Please read through my Jupyter notebook and let me know if there are any issues with my new approach. Thank you so much for your help so far, I really appreciate it :)

[orsa-classiq]

Amazing work for the update! Now I think it looks very good and also accurate.

The only thing is that when I try to run run_range(10), the command c = SparsePauliOp.from_operator(H) runs more than 10 minutes without finishing.

Please make sure that there will be a version that will run and work for no more than 5 minutes. The rest can be leaved in a comment.

Maybe if you take care for the sparse nature of the matrix you can do it faster. you can also pre-calculate the strings and save them to a file that will be a commited, with the option to calculate it again in the notebook

[orsa-classiq]

Also - there is a deprecation warning: "The scipy.sparse array containers will be used instead of matrices in Networkx 3.0. Use to_scipy_sparse_array instead."

[adam-godel]

Thank you! I'm glad it works properly now. The problem with running the Qiskit function is very odd, I was able to run it for 10 qubits in only a few seconds. Perhaps it has to do with an installation error for Qiskit? The deprecation error for NetworkX is due to the fact that Classiq requires NetworkX < 3.0, so I made it work for that version as opposed to installing a new version that could clash with Classiq's dependencies.

Regardless, to make things simpler, I have simply created a cache with the Pauli lists for 10 and 20 qubits (the examples used in the notebook) so importing Qiskit and NetworkX is optional. All of the extra libraries imported should be standard for Python now. Please let me know if you encounter any other issues with the imports or anything else in the notebook.

[orsa-classiq]

@adam-godel what version of qiskit did you use? I'm quite surprised that it took so fast for you

[adam-godel]

@orsa-classiq I used the latest version of Qiskit (1.1.0) and was able to run the pauli_str function for both 10 and 11 qubits in a few seconds on my M1 MacBook Pro. 12 and 13 qubits run in a few minutes and higher values take much longer than that.
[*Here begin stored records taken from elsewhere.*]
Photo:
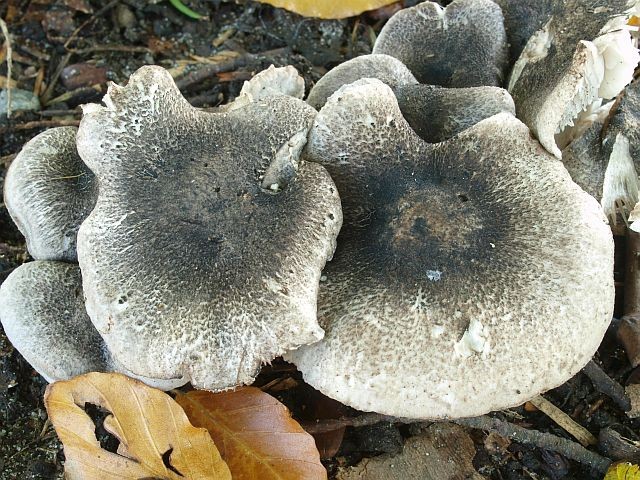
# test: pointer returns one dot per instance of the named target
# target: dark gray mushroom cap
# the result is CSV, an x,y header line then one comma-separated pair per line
x,y
203,254
605,159
522,18
583,54
385,68
463,45
42,313
49,191
454,289
268,83
437,113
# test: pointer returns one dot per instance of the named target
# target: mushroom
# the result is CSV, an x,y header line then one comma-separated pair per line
x,y
203,253
42,313
435,113
605,159
268,83
48,192
459,284
385,68
462,45
581,56
522,18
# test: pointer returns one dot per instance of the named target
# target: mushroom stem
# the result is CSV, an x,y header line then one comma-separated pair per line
x,y
628,331
632,273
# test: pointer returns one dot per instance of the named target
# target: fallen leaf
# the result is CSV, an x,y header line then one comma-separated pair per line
x,y
156,438
623,471
328,8
255,433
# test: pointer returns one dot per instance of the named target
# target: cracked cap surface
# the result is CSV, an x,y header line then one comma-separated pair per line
x,y
49,191
190,267
459,284
462,45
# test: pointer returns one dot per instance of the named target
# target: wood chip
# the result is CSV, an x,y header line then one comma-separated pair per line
x,y
584,436
442,451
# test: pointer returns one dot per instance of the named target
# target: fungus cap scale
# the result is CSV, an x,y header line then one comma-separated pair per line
x,y
480,209
48,192
462,45
185,252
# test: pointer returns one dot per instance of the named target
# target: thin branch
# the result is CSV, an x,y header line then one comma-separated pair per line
x,y
605,384
546,441
5,32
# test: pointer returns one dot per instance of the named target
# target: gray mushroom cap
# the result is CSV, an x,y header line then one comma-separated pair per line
x,y
582,55
203,254
42,313
462,45
454,289
385,68
268,83
48,192
437,113
522,18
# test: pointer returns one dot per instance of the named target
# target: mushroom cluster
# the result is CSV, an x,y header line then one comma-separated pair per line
x,y
465,270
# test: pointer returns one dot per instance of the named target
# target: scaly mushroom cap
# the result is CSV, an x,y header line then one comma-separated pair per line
x,y
463,45
605,159
437,113
42,313
455,289
582,55
49,191
385,68
203,254
522,18
268,83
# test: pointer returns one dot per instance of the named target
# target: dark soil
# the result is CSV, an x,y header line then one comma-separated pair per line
x,y
109,41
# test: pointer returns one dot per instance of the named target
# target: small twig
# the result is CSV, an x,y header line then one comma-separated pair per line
x,y
54,79
542,440
607,385
366,419
41,124
5,32
226,65
110,48
93,17
584,436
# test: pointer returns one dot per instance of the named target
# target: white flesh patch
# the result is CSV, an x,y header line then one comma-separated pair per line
x,y
473,341
621,183
536,49
634,218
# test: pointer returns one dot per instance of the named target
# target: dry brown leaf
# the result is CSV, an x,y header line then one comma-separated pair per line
x,y
255,433
328,8
148,423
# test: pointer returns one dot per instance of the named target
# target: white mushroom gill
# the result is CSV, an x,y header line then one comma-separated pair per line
x,y
620,57
621,184
611,60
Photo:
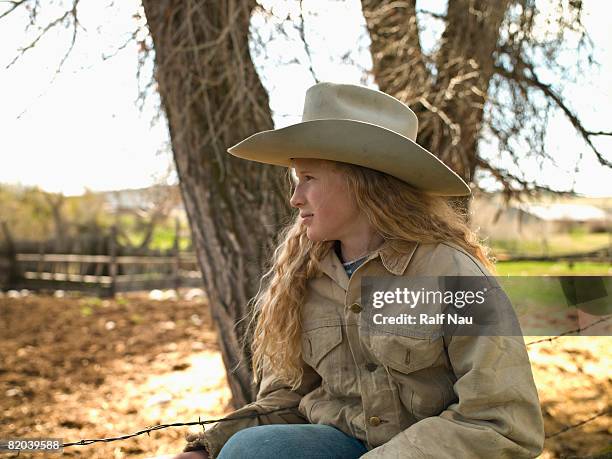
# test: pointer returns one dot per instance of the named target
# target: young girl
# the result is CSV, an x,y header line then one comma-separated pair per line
x,y
371,202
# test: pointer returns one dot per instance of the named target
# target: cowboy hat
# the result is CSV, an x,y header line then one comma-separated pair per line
x,y
358,125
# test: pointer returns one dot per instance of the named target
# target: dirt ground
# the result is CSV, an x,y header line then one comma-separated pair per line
x,y
82,368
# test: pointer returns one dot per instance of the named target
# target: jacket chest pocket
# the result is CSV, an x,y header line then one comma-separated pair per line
x,y
322,349
406,354
414,367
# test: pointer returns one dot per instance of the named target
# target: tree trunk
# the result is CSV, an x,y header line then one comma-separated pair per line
x,y
213,98
449,103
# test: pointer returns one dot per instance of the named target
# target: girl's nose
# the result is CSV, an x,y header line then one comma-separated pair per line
x,y
296,199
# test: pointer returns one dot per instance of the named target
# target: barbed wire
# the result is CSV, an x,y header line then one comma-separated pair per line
x,y
174,424
605,412
577,330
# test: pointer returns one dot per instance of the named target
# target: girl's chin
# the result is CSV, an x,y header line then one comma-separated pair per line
x,y
313,236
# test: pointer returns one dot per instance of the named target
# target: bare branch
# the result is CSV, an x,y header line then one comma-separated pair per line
x,y
300,28
532,79
59,20
15,4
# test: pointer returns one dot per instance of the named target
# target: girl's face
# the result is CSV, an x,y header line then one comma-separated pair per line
x,y
322,196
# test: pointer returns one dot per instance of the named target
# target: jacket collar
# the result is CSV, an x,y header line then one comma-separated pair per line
x,y
395,262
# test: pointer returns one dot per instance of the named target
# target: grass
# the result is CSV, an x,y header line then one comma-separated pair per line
x,y
540,268
558,244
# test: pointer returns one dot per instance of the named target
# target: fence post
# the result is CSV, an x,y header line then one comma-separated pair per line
x,y
112,264
14,275
176,266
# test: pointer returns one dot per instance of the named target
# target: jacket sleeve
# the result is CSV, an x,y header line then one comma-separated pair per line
x,y
273,394
497,414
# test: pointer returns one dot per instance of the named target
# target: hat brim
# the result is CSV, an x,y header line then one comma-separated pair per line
x,y
354,142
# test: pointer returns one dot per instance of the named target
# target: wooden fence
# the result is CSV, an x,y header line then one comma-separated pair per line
x,y
105,275
102,275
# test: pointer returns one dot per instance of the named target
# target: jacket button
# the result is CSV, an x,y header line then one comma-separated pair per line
x,y
370,366
374,421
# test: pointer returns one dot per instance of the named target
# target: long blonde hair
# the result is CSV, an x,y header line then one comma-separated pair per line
x,y
399,213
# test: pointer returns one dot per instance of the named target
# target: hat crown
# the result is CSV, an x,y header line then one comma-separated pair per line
x,y
358,103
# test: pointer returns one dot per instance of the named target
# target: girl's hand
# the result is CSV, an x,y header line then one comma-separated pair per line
x,y
192,455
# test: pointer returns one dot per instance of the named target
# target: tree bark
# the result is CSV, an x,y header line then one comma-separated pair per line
x,y
213,98
449,103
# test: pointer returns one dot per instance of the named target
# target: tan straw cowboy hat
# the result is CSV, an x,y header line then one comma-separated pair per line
x,y
358,125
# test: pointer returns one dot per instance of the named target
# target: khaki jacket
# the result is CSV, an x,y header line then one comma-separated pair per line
x,y
405,397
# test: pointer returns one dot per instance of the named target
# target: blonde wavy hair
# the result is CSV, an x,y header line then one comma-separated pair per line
x,y
399,213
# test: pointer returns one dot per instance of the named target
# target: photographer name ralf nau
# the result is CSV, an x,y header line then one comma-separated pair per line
x,y
422,319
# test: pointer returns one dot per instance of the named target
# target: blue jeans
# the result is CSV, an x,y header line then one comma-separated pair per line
x,y
292,441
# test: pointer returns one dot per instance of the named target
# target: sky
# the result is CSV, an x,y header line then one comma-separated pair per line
x,y
81,129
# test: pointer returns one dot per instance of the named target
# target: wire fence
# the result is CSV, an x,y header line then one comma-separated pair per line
x,y
607,411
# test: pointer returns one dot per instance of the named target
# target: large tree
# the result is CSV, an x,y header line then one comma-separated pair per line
x,y
212,98
482,75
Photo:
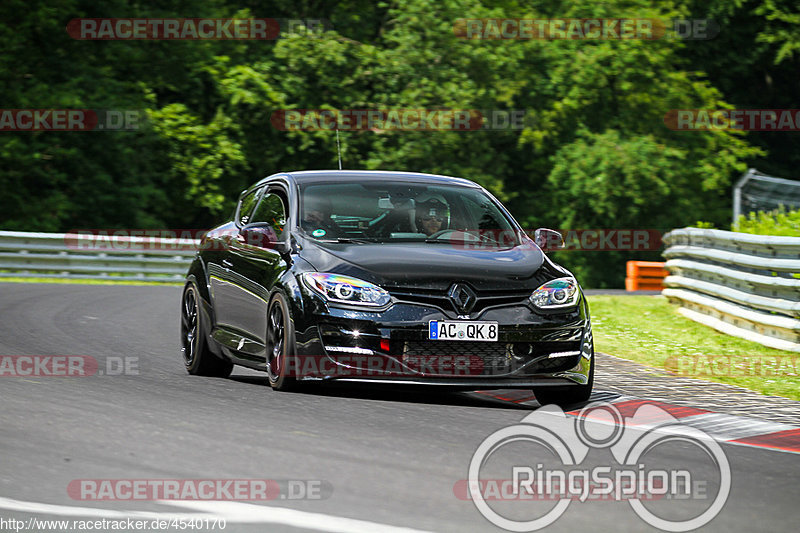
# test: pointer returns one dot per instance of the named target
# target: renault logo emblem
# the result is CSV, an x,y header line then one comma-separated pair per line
x,y
463,297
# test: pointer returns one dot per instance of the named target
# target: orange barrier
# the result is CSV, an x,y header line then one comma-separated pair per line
x,y
645,276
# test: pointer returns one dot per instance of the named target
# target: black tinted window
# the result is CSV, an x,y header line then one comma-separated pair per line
x,y
271,211
246,206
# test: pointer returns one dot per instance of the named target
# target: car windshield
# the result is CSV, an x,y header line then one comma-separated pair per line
x,y
386,211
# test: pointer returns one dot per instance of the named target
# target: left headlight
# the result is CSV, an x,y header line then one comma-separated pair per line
x,y
346,290
556,294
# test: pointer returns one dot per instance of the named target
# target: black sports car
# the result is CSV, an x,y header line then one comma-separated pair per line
x,y
389,277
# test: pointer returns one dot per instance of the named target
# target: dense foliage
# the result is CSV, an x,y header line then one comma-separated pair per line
x,y
594,153
777,222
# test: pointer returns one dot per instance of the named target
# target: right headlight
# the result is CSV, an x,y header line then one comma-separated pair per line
x,y
556,294
346,290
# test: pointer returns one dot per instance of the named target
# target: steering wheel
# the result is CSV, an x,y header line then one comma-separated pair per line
x,y
468,236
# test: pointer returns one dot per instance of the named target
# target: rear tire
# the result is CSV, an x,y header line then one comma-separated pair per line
x,y
197,357
280,344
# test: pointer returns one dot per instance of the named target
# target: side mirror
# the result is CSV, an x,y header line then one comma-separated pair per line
x,y
548,239
261,235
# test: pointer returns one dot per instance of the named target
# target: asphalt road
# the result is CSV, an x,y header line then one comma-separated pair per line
x,y
389,458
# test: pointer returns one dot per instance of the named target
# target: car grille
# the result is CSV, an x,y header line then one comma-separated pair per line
x,y
441,300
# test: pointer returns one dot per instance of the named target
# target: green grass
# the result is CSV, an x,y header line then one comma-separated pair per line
x,y
649,330
87,281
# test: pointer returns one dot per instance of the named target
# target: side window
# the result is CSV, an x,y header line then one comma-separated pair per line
x,y
246,207
271,210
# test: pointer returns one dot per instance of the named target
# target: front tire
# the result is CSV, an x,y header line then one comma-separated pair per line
x,y
280,344
197,357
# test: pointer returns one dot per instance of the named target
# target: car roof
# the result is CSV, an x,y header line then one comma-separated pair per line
x,y
312,176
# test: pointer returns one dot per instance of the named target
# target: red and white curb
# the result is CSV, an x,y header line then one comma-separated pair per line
x,y
731,429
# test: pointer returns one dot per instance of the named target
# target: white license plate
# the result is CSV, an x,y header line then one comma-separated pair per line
x,y
440,330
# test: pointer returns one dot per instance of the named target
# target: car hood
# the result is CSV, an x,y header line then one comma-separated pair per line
x,y
431,265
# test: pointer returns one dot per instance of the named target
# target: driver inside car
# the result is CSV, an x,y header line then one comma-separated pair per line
x,y
432,214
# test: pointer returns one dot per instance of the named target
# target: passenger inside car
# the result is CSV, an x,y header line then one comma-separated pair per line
x,y
317,218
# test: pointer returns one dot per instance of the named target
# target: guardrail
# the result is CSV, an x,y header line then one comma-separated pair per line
x,y
86,256
741,284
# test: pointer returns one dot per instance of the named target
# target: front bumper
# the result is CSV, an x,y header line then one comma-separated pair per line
x,y
392,347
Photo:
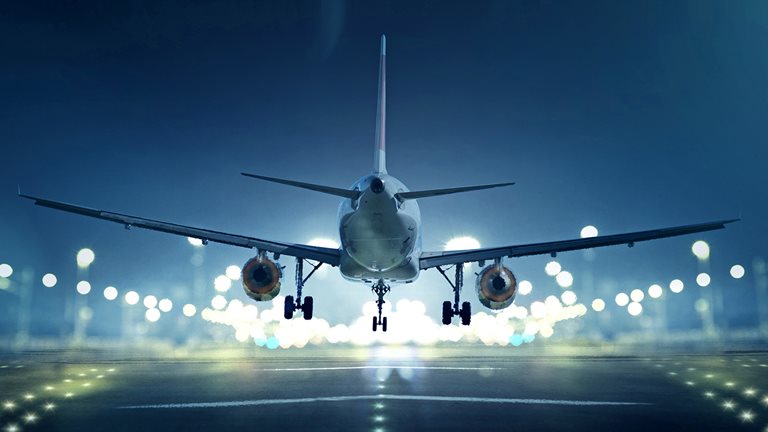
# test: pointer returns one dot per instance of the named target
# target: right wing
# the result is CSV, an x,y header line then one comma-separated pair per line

I noticed that the GitHub actions test is giving a FileNotFound error when trying to open the glued_trees_cache.json file, do you know why this is? If I try to run python -m pytest tests locally, the tests all pass with no errors. If there are no errors or other issues, I think my algorithm should be ready for submission.

[orsa-classiq]

OK, we've done it! Fabulous work, well done on the work @adam-godel

I think the qiskit version indeed explains the time difference, as our testing environment uses older version of it, and they improved this logic not long ago. For now, until we will update the testing environment, we will leave it with the cache workaround.